Loin de refléter la violence du tournage qui le laissera plein de contusions et de blessures, Keaton nous raconte dans ce film (ou plutôt nous conte) l'histoire d'un petit projectionniste - balayeur qui rêve de devenir détective amateur et aussi de conquérir sa belle. Il va bien sûr finir par réaliser ce souhait, et ce grâce à la magie du cinéma. Avec une virtuosité narrative confondante, Buster que nous regardons sur notre écran va "passer" dans l'écran qu'il regarde lui (n'oublions pas qu'il est projectionniste de cinéma). Vivant des aventures sur plusieurs plans, il nous emporte dans un dédale, un délire des sens qui, signe de son génie, n'atteint jamais le vertige. On peut bien sûr penser à La rose pourpre du Caire où Woody Allen utilise le même procédé (l'écran dans l'écran). Mais on peut également rapprocher Sherlock Junior de l'Inception de Christopher Nolan, qui nous entraîne dans différents niveaux de rêves où conscience, espace et temps sont à reconsidérer sans cesse dans l'imaginaire du spectateur (Mais là, on atteint le vertige). 
Et en voyant ce film, nous réalisons (comme à chaque fois avec Keaton) à quel point son univers artistique est un savant équilibre entre le beau cinéma, l'épaisseur qu'atteint le personnage pourtant éthéré qu'il met en scène, et la drôlerie qu'il a tant voulu partager avec nous. Vraiment, il y a de la magie dans la virtuosité de cet homme là !
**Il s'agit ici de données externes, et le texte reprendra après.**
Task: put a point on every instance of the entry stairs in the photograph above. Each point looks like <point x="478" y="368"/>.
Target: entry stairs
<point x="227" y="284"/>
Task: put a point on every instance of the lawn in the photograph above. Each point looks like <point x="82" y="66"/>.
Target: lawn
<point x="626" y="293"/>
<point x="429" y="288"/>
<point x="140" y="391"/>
28, 29, 30, 31 janvier 2013 
Tournée Clap Poitou-Charentes, Ciné Concert sur 
Harold Lloyd dans : Why Worry (Faut pas s'en faire)
de Fred Newmeyer et Sam Taylor /  avec Harold Lloyd, Jobyna Ralston, John Aasen)
(USA - 1923 - 63')
Piano solo, Jacques Cambra

© droits réservés
Premier de ses films avec la merveilleuse Jobyna Ralston (Lloyd aura deux partenaires féminines principales avant de travailler avec elle : la pétillante Bébé Daniels tout d'abord, puis la capiteuse Mildred Davis qui deviendra sa femme), Why Worry est certainement l'oeuvre de Lloyd qui m'a fait le plus rire, à tel point qu'il a parfois fallu que je m'accroche au piano pour continuer à jouer, pendant que l'intrépide aventurier développait à l'écran d'hallucinantes péripéties, dénotant au fil des images un culot d'acier grandissant. 

L'argument et le film
Parti se reposer de ses tendances hypocondriaques (à peine exagérées) vers un ailleurs qu'il se représente paradisiaque, Harold se trouve pris au coeur d'une série de putschs et de contre-putschs qui secouent une république bananière : Paradisio. 
Dans ce film, Lloyd, à travers son personnage d'Harold le milliardaire, va s'attacher à décourager toute velléité d'installer un ordre établi, quand cet ordre tente de se bâtir sur les fondements de l'injustice. 
Détruisant l'ego des médiocres dirigeants en place, mettant à mal les signes extérieurs de la puissance inique des forts, au fond totalement flageolante (il signe le registre d'écrou comme un grand seigneur persuadé de prendre ses quartiers au Ritz), il parvient même à ridiculiser le fanatisme : croyant assister à une danse locale lorsqu'un homme est abattu, il applaudit !
Par ailleurs, ce film est également l'occasion pour lui de nous montrer que la véritable compétence peut se révéler en chaque homme, pour peu que l'on éprouve de la compassion pour lui (quitte à se transformer en dentiste). Cet homme que l'on n'a pas annulé malgré ses différences sociales, morales ou physiques (très physiques dans le film !) va alors pouvoir trouver sa place dans le monde, mettre à jour ses qualités jusqu'à l'excellence, et devenir finalement un précieux allié. Ce dernier élément permet d'ailleurs, me semble-t'il, de considérer que l'exotisme dans lequel se déroule l'action est plus un transfert de ce qui peut se passer dans les républiques évoluées (en l’occurrence l'Amérique du Nord), que simplement une vision générique d'une Amérique latine qui serait structurellement décadente. 
Et que serait un film de Lloyd sans une belle histoire d'amour (avec coucher de soleil magnifiquement filmé),  qui nous rappelle que le seul amour, c'est le grand amour ?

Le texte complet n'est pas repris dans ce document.